Limitations: In vitro study only; in vivo antimicrobial efficacy not assessed. Limited number of bacterial species tested. Concentration of 0.2-0.4% essential oil may not reflect achievable concentrations in clinical use. Organic matter interference is relevant to clinical settings but only assessed with a single organic load.
[9]
Antifungal activity against Candida, Aspergillus, and dermatophyte species
Comprehensive in vitro evaluation of clove essential oil and eugenol against clinical and reference strains of Candida, Aspergillus, and dermatophyte species, using CLSI standard protocols for antifungal susceptibility testing.
Findings: Clove essential oil (85.3% eugenol) showed inhibitory activity against all 58 tested fungal strains. MIC values ranged from 0.25-2 mg/mL against Candida species, including fluconazole-resistant strains (a clinically significant finding). Aspergillus species were also inhibited. Both oil and eugenol significantly reduced ergosterol content in yeast cell membranes and completely or almost completely inhibited germ tube formation in C. albicans at sub-MIC concentrations. The mechanism involves direct binding to ergosterol in fungal cell membranes, disrupting membrane integrity.
Limitations: In vitro study; clinical efficacy in human fungal infections not established. MIC values determined by broth microdilution may not directly predict in vivo efficacy. Essential oil composition may vary between batches and sources. Dermatophyte results less extensive than Candida data.
[8]
Beta-caryophyllene as a dietary CB2 receptor agonist
Identification and characterization of beta-caryophyllene as the first dietary cannabinoid: a sesquiterpene component of clove, black pepper, and other plants that selectively activates the cannabinoid type 2 (CB2) receptor.

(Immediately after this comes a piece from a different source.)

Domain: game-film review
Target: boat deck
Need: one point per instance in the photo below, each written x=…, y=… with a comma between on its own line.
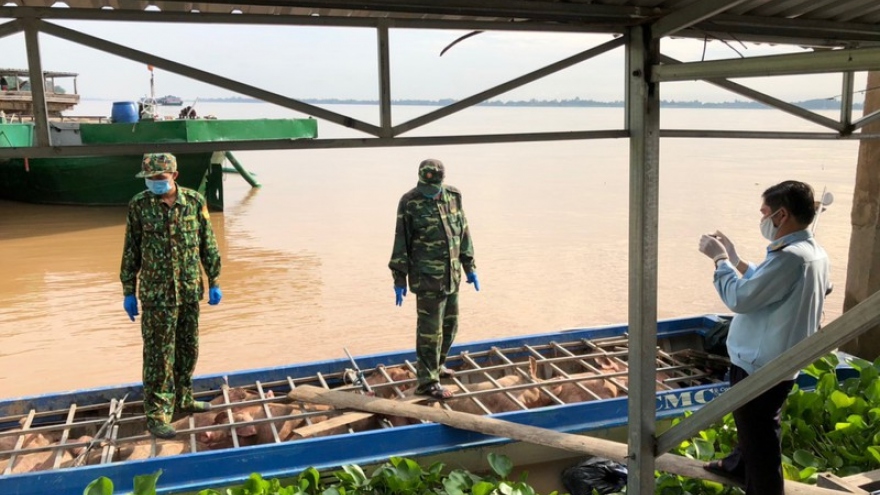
x=110, y=431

Findings: Beta-caryophyllene was identified as a selective full agonist of the CB2 receptor with a binding affinity (Ki) of 155 nM. It selectively activates CB2 without activity at CB1 receptors (the receptor responsible for psychoactive effects of THC). In macrophage cell cultures, beta-caryophyllene inhibited LPS-induced pro-inflammatory cytokine expression (TNF-alpha, IL-1beta) through CB2-mediated suppression of NF-kappaB signaling. Oral administration in mice attenuated carrageenan-induced inflammation. As a GRAS-listed food component, beta-caryophyllene represents a safe, non-psychoactive dietary anti-inflammatory acting through the endocannabinoid system.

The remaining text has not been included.